Citing public bathroom concerns, Statehouse votes twice to sidetrack transgender protections bill
CONCORD -- A bill that would add protections for transgender people in New Hampshire suffered a serious setback on Thursday, when it was tabled by the state House of Representatives.
The measure would ban discrimination in housing, employment and public accommodations based on someone's gender identity. The same protections already exist based on sex, religion, and many other factors. New Hampshire is the only state in New England without such protections for transgender people.
A simple majority vote later in the day could have resuscitated the legislation.
That vote did take place some six hours after the original vote, and it failed. By a 180-168 margin, lawmakers voted to keep the bill on the table.
Going forward, any attempt to revive and advance the bill by taking off the table would require a two-thirds majority.
The House GOP leadership, led by Speaker Shawn Jasper, was behind the tabling of the bill. They cited concerns of men using women’s public bathrooms. Their move came as lawmakers in recent days faced a deluge of testimony, comments, and emails both in support and opposition of the bill
“The most egregious part of the bill is sections 8 and 9, that has to do with public accommodations. The rest of the bill is workable,” House Majority Leader Dick Hinch told reporters following the vote.
“This is the bathroom scenario,” he added.
The Republican from Merrimack said he has “an amendment that strips out eight and nine but leaves everything else intact.”
If the bill is every taken off the table, Hinch said he'll immediately introduce his amendment.
Hinch mentioned a case of a male using a female restroom at the Target in Bedford, when asked about any specific examples the leadership could cite. But he said he wasn’t clear on just what happened.
But Hinch said “as husbands and fathers we have very grave concerns about making sure that our wives and daughters are adequately protected. We shouldn’t also forget that when we have young teenagers to decides, as a prank or whatever, to go into the ladies shower and the hormones are raging, that’s real world, and they would be able to get away with that because ‘I felt like a woman today’.”
He also pointed out that the majority of the emails that he received regarding the measure “were to kill the bill.”
House Democratic Leader Steve Shurtleff told reporters the bill is “right for New Hampshire.”
“I think this brings protection to a class that needs protection.
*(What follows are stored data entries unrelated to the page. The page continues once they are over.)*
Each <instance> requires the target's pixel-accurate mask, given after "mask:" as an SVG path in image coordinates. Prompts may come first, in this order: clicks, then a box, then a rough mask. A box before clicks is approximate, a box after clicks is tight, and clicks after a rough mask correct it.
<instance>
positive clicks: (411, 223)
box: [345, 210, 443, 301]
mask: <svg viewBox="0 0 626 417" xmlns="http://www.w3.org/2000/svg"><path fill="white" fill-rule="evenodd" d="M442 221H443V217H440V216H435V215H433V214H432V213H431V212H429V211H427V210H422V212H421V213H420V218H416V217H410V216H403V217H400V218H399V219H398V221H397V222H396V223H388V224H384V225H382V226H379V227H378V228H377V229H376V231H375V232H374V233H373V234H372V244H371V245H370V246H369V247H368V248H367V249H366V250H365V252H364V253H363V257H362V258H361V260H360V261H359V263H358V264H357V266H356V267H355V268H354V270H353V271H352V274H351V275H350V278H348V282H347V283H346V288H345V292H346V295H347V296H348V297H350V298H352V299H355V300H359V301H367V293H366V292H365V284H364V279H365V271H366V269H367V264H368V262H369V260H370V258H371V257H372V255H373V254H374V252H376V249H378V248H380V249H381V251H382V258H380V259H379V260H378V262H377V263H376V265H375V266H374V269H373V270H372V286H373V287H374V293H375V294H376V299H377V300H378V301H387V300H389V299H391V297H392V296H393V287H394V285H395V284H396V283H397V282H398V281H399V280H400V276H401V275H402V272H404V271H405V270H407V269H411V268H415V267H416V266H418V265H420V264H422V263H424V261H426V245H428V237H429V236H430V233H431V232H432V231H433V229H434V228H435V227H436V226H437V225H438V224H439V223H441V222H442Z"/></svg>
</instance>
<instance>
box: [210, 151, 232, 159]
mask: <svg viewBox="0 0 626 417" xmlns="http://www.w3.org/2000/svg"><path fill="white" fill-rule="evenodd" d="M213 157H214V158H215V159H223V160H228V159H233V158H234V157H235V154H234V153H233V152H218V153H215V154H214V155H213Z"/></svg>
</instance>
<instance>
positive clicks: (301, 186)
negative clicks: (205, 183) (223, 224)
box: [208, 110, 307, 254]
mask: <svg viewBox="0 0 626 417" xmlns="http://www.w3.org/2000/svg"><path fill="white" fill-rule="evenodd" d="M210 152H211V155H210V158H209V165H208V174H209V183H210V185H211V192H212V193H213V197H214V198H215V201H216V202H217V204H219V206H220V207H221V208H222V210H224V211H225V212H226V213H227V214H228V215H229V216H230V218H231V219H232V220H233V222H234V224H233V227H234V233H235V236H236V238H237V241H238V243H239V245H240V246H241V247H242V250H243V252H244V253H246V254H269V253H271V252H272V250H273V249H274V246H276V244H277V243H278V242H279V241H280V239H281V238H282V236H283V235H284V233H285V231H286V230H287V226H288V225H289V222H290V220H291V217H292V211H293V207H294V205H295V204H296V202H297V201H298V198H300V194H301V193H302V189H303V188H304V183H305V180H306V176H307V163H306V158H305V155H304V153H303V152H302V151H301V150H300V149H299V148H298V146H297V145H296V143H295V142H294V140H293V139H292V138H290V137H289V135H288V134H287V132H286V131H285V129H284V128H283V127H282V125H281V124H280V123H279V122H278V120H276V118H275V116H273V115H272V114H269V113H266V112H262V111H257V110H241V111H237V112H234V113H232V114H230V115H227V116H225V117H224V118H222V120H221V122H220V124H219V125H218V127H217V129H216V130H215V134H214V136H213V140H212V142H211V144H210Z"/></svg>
I think it’s good legislation,” the Democrat from Penacook added. “A lot of the arguments we’re hearing now against this bill, we’ve heard before against civil unions, we heard them on same-sex marriage. It’s just the recycling of the old arguments.”
GOP leader warns it’s ‘absolutely not a done deal’
Just one Democrat, Rep. Thomas Bucco of Conway, voted to table the bill. Sixteen Republicans and Libertarian Caley Dyer of Pelham voted against tabling the measure.
Hinch said the GOP leadership “used every resource that we had available to us” to sway undecided Republican representatives.
Speaking with reporters after the first vote, Hinch warned that it’s “absolutely not a done deal. Everybody who’s here needs to stay here, because this is deadline day. With deadline day come the ability to remove it from the table with a simple majority and pass it with a simple majority as well.”
Those who are here today need to stay here today,” Hinch added.
And he joked that “I ordered a bunch of seat belts for Republicans.”
Asked if supporters of the measure were trying to change some minds throughout the days, Shurtleff said “that’s a possibility.”
“We’ll see what the day brings,” he added.
Sununu staying neutral on bill
Asked by reporters Wednesday afternoon where he stood on the bill, Gov. Chris Sununu said "we’ve looked at it and I’m kind of monitoring what goes on over in the legislature but beyond that I don’t really have a direct opinion on it."
New Hampshire's first Republican governor in a dozen years said that "making sure that the state takes discrimination and those issues very seriously is of utmost concern. I mean that’s one of the things that always has to be a priority both in the public and private sector."
As for the opposition to the measure by House GOP leadership, Sununu said "there’s a lot of facets to this bill, there’s a lot of different pieces, some that have a lot of support."